With mounting political and populist pressure, the Department of Education made the decision to fast track debt forgiveness for those students who attended closed Corinthian campuses. It is anticipated that this streamlined debt forgiveness will alone cost taxpayers nearly $544 million. Additionally, Corinthian students who believed they were defrauded, regardless of whether or not their specific school closed, were able to petition the Department for debt forgiveness. The Department of Education adopted, as their standard of review for the petition of debt forgiveness, the rarely used “defense to repayment” provision found in the administrative rules of Title 20 of the education code. The statute allows a borrower to petition for debt forgiveness if the student believes she was “defrauded by [her] college under state law.”
The question going forward is what would likely constitute fraud under the defense to repayment statute. The State of California has given guidance through the review of the Corinthian petitions. As an example, The Department of Education “determined that students who relied on misrepresentations found in published job placement rates for many [Corinthian] programs qualify to have their federal direct student loans discharged.” Therefore, the Department will likely look to predatory lending practices, misrepresentation of graduation rates, and misrepresentation of job placement statistics as a standard for considering a student’s defense to repayment.
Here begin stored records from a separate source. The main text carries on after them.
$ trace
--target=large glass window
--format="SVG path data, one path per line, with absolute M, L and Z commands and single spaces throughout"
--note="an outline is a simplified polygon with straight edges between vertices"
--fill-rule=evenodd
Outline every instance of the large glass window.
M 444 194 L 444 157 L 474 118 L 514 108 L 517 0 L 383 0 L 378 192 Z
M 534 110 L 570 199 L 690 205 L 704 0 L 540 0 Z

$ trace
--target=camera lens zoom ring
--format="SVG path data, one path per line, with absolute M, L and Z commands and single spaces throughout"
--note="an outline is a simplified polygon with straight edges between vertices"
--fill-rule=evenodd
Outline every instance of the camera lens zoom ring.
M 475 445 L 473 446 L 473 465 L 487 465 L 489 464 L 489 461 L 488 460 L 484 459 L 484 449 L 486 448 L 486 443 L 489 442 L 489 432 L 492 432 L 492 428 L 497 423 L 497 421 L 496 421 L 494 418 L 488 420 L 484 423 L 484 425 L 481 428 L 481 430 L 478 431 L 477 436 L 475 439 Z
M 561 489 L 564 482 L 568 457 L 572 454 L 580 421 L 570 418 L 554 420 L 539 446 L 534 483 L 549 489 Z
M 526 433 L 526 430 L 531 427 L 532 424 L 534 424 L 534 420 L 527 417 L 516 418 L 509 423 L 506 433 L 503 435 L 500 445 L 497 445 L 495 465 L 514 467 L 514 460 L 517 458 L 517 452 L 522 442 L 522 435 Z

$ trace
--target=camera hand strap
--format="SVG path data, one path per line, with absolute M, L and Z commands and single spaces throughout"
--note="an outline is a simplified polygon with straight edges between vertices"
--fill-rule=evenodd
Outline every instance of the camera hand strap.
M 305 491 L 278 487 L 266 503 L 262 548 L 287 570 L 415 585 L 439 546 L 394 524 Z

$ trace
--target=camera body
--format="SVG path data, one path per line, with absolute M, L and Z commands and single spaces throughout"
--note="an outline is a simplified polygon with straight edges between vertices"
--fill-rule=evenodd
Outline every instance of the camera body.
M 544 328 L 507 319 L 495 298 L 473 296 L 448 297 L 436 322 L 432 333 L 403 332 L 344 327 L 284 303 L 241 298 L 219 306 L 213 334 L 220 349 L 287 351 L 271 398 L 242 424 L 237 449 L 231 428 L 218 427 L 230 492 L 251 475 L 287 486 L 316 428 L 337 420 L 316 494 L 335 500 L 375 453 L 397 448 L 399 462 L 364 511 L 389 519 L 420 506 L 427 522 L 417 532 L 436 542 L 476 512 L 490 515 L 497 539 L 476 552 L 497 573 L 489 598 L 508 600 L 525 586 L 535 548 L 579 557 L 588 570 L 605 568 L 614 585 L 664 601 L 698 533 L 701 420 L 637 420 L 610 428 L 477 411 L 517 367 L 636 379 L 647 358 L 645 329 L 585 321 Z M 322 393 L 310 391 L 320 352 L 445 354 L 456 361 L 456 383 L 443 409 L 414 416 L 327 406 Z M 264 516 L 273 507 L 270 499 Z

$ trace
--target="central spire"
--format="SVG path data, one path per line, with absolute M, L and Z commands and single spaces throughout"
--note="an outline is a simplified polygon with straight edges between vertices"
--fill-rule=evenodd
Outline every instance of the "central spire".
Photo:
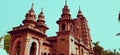
M 26 26 L 35 26 L 36 24 L 36 14 L 34 12 L 34 4 L 32 3 L 31 9 L 26 13 L 25 20 L 23 20 L 23 24 Z
M 67 0 L 65 0 L 65 5 L 67 5 Z
M 33 7 L 34 7 L 34 3 L 32 3 L 31 9 L 33 9 Z
M 80 10 L 80 6 L 79 6 L 79 10 L 78 10 L 77 17 L 79 17 L 79 16 L 82 16 L 82 12 L 81 12 L 81 10 Z
M 70 10 L 69 10 L 69 8 L 67 6 L 67 0 L 65 0 L 65 6 L 62 9 L 62 15 L 61 15 L 61 17 L 63 17 L 63 18 L 70 18 L 71 17 Z

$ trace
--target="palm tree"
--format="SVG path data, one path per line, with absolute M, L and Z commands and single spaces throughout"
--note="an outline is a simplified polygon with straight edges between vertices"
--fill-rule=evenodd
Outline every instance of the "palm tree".
M 95 55 L 103 55 L 104 54 L 104 50 L 103 48 L 99 45 L 99 41 L 96 43 L 93 43 L 94 47 L 93 50 L 95 52 Z

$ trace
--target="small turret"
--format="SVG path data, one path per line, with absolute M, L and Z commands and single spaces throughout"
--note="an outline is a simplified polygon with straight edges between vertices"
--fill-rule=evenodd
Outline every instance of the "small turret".
M 80 6 L 79 6 L 79 10 L 78 10 L 78 14 L 77 14 L 77 17 L 83 17 L 83 14 L 82 14 L 82 12 L 81 12 L 81 10 L 80 10 Z
M 65 0 L 65 6 L 62 9 L 61 17 L 64 18 L 64 19 L 70 19 L 71 18 L 70 10 L 69 10 L 68 5 L 67 5 L 67 0 Z

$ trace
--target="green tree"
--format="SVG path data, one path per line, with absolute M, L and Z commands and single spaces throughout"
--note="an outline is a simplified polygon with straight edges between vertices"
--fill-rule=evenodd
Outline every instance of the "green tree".
M 0 42 L 1 42 L 2 38 L 3 38 L 3 37 L 0 37 Z
M 4 49 L 7 51 L 9 51 L 9 47 L 10 47 L 10 35 L 4 35 Z

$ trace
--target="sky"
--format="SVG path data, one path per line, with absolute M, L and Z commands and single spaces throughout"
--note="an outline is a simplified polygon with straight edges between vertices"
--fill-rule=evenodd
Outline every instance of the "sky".
M 48 36 L 55 36 L 58 31 L 56 21 L 61 17 L 65 0 L 1 0 L 0 1 L 0 36 L 4 36 L 13 27 L 22 24 L 25 14 L 34 3 L 36 17 L 43 7 L 45 21 L 49 30 Z M 76 18 L 79 6 L 88 20 L 93 42 L 100 42 L 104 49 L 119 49 L 120 0 L 68 0 L 71 17 Z M 120 52 L 120 51 L 119 51 Z

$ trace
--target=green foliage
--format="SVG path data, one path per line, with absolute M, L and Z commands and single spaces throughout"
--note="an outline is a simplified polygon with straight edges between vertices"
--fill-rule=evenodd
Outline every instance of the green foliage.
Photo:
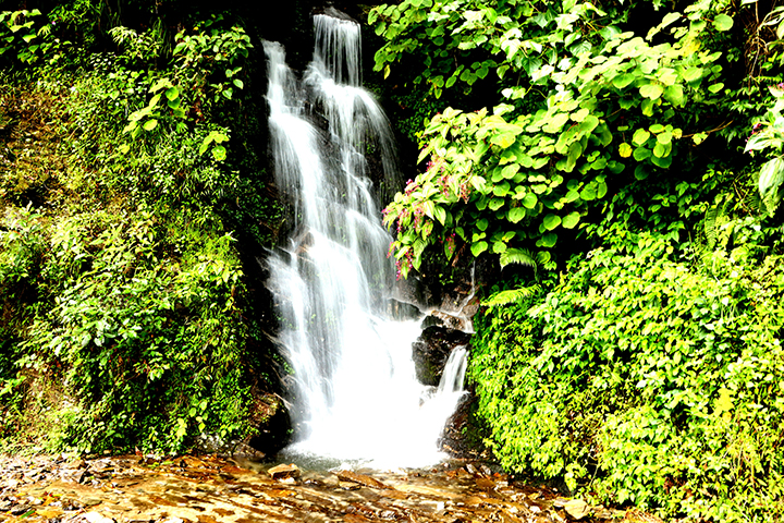
M 78 22 L 98 7 L 100 25 L 113 7 L 79 0 L 60 5 L 52 27 L 100 36 Z M 232 154 L 249 134 L 231 126 L 250 118 L 235 110 L 250 39 L 213 17 L 169 47 L 162 19 L 146 32 L 112 20 L 121 53 L 82 49 L 86 70 L 76 74 L 32 61 L 34 82 L 0 90 L 0 132 L 10 136 L 0 149 L 9 448 L 38 435 L 51 451 L 177 452 L 201 433 L 229 440 L 249 430 L 248 365 L 262 360 L 249 337 L 262 335 L 245 319 L 248 277 L 230 224 L 272 230 L 280 219 L 259 194 L 253 146 Z
M 54 64 L 66 44 L 52 36 L 51 24 L 37 9 L 0 12 L 0 59 L 15 58 L 25 65 L 44 60 Z
M 204 28 L 196 26 L 194 35 L 179 33 L 174 48 L 177 76 L 201 97 L 211 96 L 215 102 L 230 100 L 234 89 L 244 88 L 243 62 L 253 48 L 242 27 L 220 29 L 221 21 L 217 16 L 204 22 Z
M 641 233 L 479 315 L 469 373 L 504 467 L 667 515 L 784 514 L 784 273 L 757 220 L 725 223 L 708 265 Z
M 448 109 L 425 129 L 427 171 L 385 212 L 402 273 L 452 233 L 474 256 L 527 250 L 552 268 L 559 236 L 587 224 L 612 177 L 664 175 L 679 150 L 691 155 L 724 88 L 723 9 L 696 2 L 642 38 L 623 31 L 624 11 L 572 0 L 376 8 L 369 21 L 389 40 L 377 69 L 425 57 L 415 81 L 436 96 L 491 71 L 501 83 L 491 111 Z
M 770 215 L 775 214 L 784 192 L 784 84 L 770 87 L 774 102 L 763 120 L 754 126 L 755 134 L 746 143 L 746 153 L 762 150 L 774 156 L 765 161 L 759 171 L 759 194 Z
M 50 239 L 41 280 L 56 300 L 30 327 L 23 362 L 66 369 L 74 404 L 62 445 L 176 451 L 193 431 L 238 429 L 242 269 L 231 236 L 210 230 L 215 217 L 188 218 L 89 212 Z M 213 398 L 234 387 L 233 404 Z

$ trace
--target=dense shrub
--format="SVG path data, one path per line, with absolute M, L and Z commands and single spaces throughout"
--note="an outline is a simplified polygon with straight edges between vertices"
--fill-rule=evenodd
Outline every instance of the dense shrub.
M 470 376 L 504 467 L 670 515 L 784 514 L 782 259 L 730 223 L 705 263 L 644 233 L 479 315 Z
Although reliance on the misrepresentation is part of the analysis, with the political winds blowing in favor of student debt relief, that burden of proving reliance may become nothing more than a subjective fait accompli analysis.
So, taxpayers beware. The Chapter 11 bankruptcy of a for-profit university has morphed into a potential student debt forgiveness Pandora’s Box. Corinthian engaged in predatory lending with its private loans. Those loans were partially forgiven by the private buyer of the loans and other Corinthian assets (the window of forgiveness extended back to June 2014), in connection with the purchase and sale transaction negotiated between the buyer and Corinthian. Now, the $4.3 million student trust established by Corinthian’s confirmed liquidating plan gives hope to those students who took federal student loans or whose private loans fall outside of the June 2014 window. The student committee has the financial ammunition to either litigate or negotiate further debt forgiveness. Given the current negative populist sentiment surrounding student debt, there may be little to stop the momentum of the aggrieved former Corinthian students from successfully eliminating their federal student debt.
Chris Kephart is an evening division student at Widener University Delaware Law School and a Staff Editor of the Delaware Journal of Corporate Law. He also serves as a Judicial Intern to Justice James T. Vaughn, Jr. of the Delaware Supreme Court.
Suggested Citation: Christopher Kephart, The U.S. Government and Corinthian Colleges, Inc.: Picking Winners and Losers, Del. J. Corp. L. (Nov. 29, 2015), www.djcl.org/blog.